Thank you JayC and Dysonian, you have blown my mind! I unfortunately find that I have just given a friend (whom I am trying to suck into SC) some very poor advice. If you don’t mind spending a little more time explaining computer complexities to a village idiot, would you mind explaining the flaws of sites like userbenchmark.com? The comparisons I found there did indeed suggest that many of the Nvidia and AMD GPUs were, as you said, horserace worthy. Based on his budget and data from that site, it looked to us (several of us, actually) like the AMD RX 590 GPU was an excellent choice, $30+ less expensive than the GTS 1660 for similar performance. What does benchmark performance do poorly that it doesn’t predict gaming performance well? How are the actual game FPS in measurements in various games misleading?
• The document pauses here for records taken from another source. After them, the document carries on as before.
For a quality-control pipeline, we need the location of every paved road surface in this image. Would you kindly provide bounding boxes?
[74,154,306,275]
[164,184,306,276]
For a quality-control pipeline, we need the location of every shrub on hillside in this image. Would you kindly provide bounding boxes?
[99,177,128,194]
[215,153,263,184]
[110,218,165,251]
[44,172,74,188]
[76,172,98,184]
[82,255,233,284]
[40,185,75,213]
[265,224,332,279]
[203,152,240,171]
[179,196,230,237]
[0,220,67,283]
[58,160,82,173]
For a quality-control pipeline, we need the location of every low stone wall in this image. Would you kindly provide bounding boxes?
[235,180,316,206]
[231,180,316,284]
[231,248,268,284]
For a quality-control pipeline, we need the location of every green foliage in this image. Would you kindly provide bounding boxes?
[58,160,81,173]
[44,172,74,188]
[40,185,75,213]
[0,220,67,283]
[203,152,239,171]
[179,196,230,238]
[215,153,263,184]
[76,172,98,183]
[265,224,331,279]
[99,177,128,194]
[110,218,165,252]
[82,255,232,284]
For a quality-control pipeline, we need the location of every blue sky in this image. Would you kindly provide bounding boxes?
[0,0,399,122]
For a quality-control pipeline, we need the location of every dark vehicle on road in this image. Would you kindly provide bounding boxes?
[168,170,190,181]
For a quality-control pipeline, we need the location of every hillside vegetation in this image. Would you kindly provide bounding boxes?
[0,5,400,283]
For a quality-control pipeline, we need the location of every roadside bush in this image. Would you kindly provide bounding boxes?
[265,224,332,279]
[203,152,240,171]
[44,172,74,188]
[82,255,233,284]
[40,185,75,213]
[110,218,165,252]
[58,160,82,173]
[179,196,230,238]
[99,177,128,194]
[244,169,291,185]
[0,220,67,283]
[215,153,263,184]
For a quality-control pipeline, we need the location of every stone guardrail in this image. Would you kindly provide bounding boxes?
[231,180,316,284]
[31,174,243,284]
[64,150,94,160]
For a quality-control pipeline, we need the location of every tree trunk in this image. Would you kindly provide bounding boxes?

Why would this not be more clear on sites like this? Does userbenchmark get kickbacks from AMD? I can’t imagine they’re manipulating user created data, so what is it about benchmarks that is nearly equalizing the two companies?

Benchmarks are not the end all be all because performance is not just about one component. It’s a combination of configuration (especially in the BIOS), hardware that works well together, and drivers. You could have the best GPU and CPU in the world but if you have bad/misconfigured drivers and BIOS clock speeds are wrong, they will underperform.

While benchmarks are ok from a high level view to get an idea of the general performance range of a component, I would not rely on them for full blown accuracy.

userbenchmark.com can be a bit misleading when you look at the raw numbers, many of the games they’re using in their benchmark are low quality textures and less demanding resource usage, that don’t tend to stress GPU’s.

You’ll note that ONLY GTAV is listed as a AAA title, and it’s listed FPS for the 590 is less than 60 fps on a 1080p monitor. And remember that GTAV is a 6 year old game.

For SC, I wouldn’t recommend anything under a GTX 1660S for 1080p monitors, and would warn the user that video card is sub-standard and would try to find the budget for an RTX 2060S if at all possible.

You can find the information on websites, you just have to know what you’re looking for so you can compare apples to apples.